Financiamento público e incentivos
O financiamento público internacional também será uma ferramenta importante para superar as barreiras fronteiriças. O programa NextGenerationEU da Europa, por exemplo, vai dedicar 25% do seu orçamento de recuperação de 750 bilhões de Euros para projetos de descarbonização, com infraestrutura sustentável e transporte elétrico no topo de suas prioridades. A CEO Alliance para a recarga de veículos pesados recomendou a alocação de 9 bilhões de Euros desse fundo para a construção de uma rede estratégica de carregamento de veículos elétricos, com 8 mil carregadores ao longo de nove rodovias na Rede Transeuropeia de Transporte e outros 20 mil carregadores em 11 hubs regionais, garantindo uma continuidade para a rota essencial de frete europeia.
Além disso, padrões mais rígidos de CO2, uma precificação clara de carbono para os combustíveis, apoio de CAPEX, reduções de impostos e descontos em pedágios de estradas ajudariam a criar economia de escala e uma lógica de mercado mais clara para operadores de frotas.

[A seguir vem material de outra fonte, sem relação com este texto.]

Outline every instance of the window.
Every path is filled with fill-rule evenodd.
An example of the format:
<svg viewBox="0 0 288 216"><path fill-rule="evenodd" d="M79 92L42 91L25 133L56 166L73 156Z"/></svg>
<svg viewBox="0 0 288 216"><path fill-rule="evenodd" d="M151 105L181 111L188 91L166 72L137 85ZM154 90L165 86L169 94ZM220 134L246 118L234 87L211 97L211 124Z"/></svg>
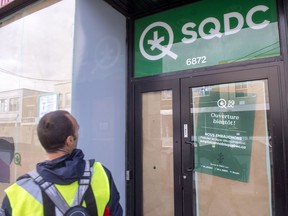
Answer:
<svg viewBox="0 0 288 216"><path fill-rule="evenodd" d="M0 99L0 112L8 112L8 99Z"/></svg>
<svg viewBox="0 0 288 216"><path fill-rule="evenodd" d="M10 98L9 100L9 111L18 111L19 110L19 97Z"/></svg>
<svg viewBox="0 0 288 216"><path fill-rule="evenodd" d="M57 88L63 83L71 92L74 13L73 0L44 0L0 22L1 136L14 140L20 160L5 162L9 184L45 158L37 122L58 101L47 97L45 106L40 99L62 93ZM45 110L40 113L41 106ZM0 179L0 206L7 186Z"/></svg>
<svg viewBox="0 0 288 216"><path fill-rule="evenodd" d="M65 107L71 106L71 93L65 94Z"/></svg>
<svg viewBox="0 0 288 216"><path fill-rule="evenodd" d="M235 96L240 97L247 97L248 95L248 88L247 83L239 83L235 85Z"/></svg>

Pisando no acelerador na corrida climática dos transportes
A Noruega está a caminho de se tornar a primeira nação a se converter inteiramente para o transporte eletrificado, influenciada por uma ambiciosa meta nacional de reduzir suas emissões de CO2 em 55% até 2030 com base no ano de 1990, e vender apenas carros com emissão zero até 2025. Essas políticas são apoiadas por incentivos para motoristas de veículos elétricos, isenções fiscais, redução nos pedágios e nas passagens de balsa. O país também investiu em uma rede estratégica de carregadores rápidos de alta potência.
Isso dá a uma empresa como a mercearia norueguesa ASKO a confiança para definir sua própria meta ambiciosa de eletrificar sua frota de 600 caminhões até 2026.
É hora de fazer da Noruega a regra, não a exceção. Temos a tecnologia, o reconhecimento público global da crise climática e os governos prontos para agir. Temos tudo o que precisamos. Vamos pisar no acelerador na corrida climática do transporte e trabalhar juntos para eletrificar o transporte pesado agora.
Amina Hamidi é CTO do setor de eletrificação da ABB
Enrique Meroño é o Head da divisão de novas iniciativas, inovação e sustentabilidade da Iberdrola
Este artigo foi publicado originalmente no site do Fórum Econômico Mundial.